While I Was Gone
Over the years the writers I'd cite as influences on me (not that I hold any of them accountable for what I do) have changed, and then changed again. I was a sappy kid, and the writers I liked then were the ones who made me cry, who made me feel sorry for myself by projection - Hans Christian Andersen (Ah! The little match girl who dies looking in from the snow at the cozy family!), and Charlotte Bront's Jane Eyre, so horribly treated by all, so triumphant in the end. Later I read all of Thomas Wolfe, again projecting myself, this time as a sensitive artist. By the time I began to write myself, the big names were Jewish men - Roth, Bellow, Malamud, Mailer. I admired them all, but it wasn't until I read Cheever, with his rueful, affectionate distance, that I felt some fictional sense of at-homeness, some sense of the possibilities for me. In my early twenties, the sexy, funny, always-surprising voice of Grace Paley was a revelation. A little later, the magisterial quality of Willa Cather's prose, her lyricism about place, her romance with the artistic impulse, her complex but clearly expressed notions of how people get to be who the are - these thrilled me.
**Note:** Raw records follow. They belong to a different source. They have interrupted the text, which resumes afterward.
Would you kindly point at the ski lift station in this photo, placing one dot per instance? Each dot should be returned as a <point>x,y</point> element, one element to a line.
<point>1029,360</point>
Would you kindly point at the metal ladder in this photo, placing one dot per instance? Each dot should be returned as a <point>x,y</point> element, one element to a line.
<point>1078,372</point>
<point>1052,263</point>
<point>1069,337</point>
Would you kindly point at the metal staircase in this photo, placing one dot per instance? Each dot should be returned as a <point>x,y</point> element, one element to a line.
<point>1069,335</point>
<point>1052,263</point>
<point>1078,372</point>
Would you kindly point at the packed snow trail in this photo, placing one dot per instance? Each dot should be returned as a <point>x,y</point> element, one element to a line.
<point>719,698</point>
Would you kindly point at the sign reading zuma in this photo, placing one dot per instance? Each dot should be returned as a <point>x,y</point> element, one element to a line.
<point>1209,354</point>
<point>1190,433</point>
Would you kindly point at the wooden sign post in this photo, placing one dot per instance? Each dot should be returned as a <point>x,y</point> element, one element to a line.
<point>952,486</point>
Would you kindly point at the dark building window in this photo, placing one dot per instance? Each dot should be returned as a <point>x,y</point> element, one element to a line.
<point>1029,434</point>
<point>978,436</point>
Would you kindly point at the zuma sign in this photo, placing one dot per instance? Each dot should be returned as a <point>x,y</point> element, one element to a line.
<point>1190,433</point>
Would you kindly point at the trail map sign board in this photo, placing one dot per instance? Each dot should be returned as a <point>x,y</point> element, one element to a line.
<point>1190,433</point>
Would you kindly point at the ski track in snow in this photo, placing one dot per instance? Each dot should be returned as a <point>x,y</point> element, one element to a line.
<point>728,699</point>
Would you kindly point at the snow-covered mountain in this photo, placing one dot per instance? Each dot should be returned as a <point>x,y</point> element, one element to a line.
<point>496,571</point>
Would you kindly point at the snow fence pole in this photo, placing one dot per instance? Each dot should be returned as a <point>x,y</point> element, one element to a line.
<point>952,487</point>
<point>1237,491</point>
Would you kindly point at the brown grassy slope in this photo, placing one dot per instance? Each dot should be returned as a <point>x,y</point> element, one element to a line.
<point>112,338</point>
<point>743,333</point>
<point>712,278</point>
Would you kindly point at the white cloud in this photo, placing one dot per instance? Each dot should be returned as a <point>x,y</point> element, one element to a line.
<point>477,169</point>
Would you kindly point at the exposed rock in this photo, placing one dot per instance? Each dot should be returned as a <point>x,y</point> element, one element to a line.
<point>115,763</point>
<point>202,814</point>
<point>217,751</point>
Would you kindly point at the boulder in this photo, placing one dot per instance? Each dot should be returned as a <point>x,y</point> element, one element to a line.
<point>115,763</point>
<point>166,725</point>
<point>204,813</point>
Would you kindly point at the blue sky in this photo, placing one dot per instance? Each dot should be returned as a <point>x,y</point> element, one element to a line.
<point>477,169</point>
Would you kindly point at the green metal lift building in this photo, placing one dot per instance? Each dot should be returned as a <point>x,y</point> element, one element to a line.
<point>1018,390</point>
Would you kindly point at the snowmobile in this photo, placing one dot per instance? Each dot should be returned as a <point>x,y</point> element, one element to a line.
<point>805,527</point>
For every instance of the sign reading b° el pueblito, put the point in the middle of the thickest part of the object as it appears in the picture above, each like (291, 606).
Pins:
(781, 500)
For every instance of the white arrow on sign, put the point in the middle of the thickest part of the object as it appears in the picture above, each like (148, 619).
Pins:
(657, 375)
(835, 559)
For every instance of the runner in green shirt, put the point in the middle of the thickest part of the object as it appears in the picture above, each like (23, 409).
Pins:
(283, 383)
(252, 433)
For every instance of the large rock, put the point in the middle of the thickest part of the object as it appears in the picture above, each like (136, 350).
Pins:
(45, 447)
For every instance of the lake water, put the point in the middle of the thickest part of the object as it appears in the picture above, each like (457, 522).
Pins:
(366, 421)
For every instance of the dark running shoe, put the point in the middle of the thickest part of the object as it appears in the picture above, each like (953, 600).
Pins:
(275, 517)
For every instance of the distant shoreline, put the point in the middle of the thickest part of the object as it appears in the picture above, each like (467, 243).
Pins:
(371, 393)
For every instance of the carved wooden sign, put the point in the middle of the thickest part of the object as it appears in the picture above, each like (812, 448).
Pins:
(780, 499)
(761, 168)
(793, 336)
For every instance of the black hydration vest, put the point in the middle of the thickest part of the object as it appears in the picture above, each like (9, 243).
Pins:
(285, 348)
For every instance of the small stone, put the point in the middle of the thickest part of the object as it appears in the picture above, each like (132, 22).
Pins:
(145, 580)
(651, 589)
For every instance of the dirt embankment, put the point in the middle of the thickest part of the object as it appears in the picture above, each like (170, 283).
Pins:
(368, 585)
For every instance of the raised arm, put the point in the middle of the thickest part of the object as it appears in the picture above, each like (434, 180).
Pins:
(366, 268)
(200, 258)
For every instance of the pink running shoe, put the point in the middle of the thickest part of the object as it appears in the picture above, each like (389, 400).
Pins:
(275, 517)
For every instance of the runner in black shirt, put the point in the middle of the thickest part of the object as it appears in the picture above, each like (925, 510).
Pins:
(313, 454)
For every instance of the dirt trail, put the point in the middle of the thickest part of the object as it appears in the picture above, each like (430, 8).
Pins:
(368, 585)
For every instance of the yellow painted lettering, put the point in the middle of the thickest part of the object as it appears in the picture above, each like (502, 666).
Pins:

Among my contemporaries now I read Alice Munro for her brilliant fictional probing of how consciousness works; how we think about - or don't carefully think about - the things which happen to us and which we do. I read Alice McDermott for her looping sentences and her speculations on our need for some kind of belief, for love. I read Ian McEwan for his compellingly plotted explorations of moral life. I read Gish Jen and Jullian Barnes and Carol Shields and Helen Garner and Michael Cunningham and A.S. Byatt and Charles Baxter. I no longer know who influences me, or how, I just read and read.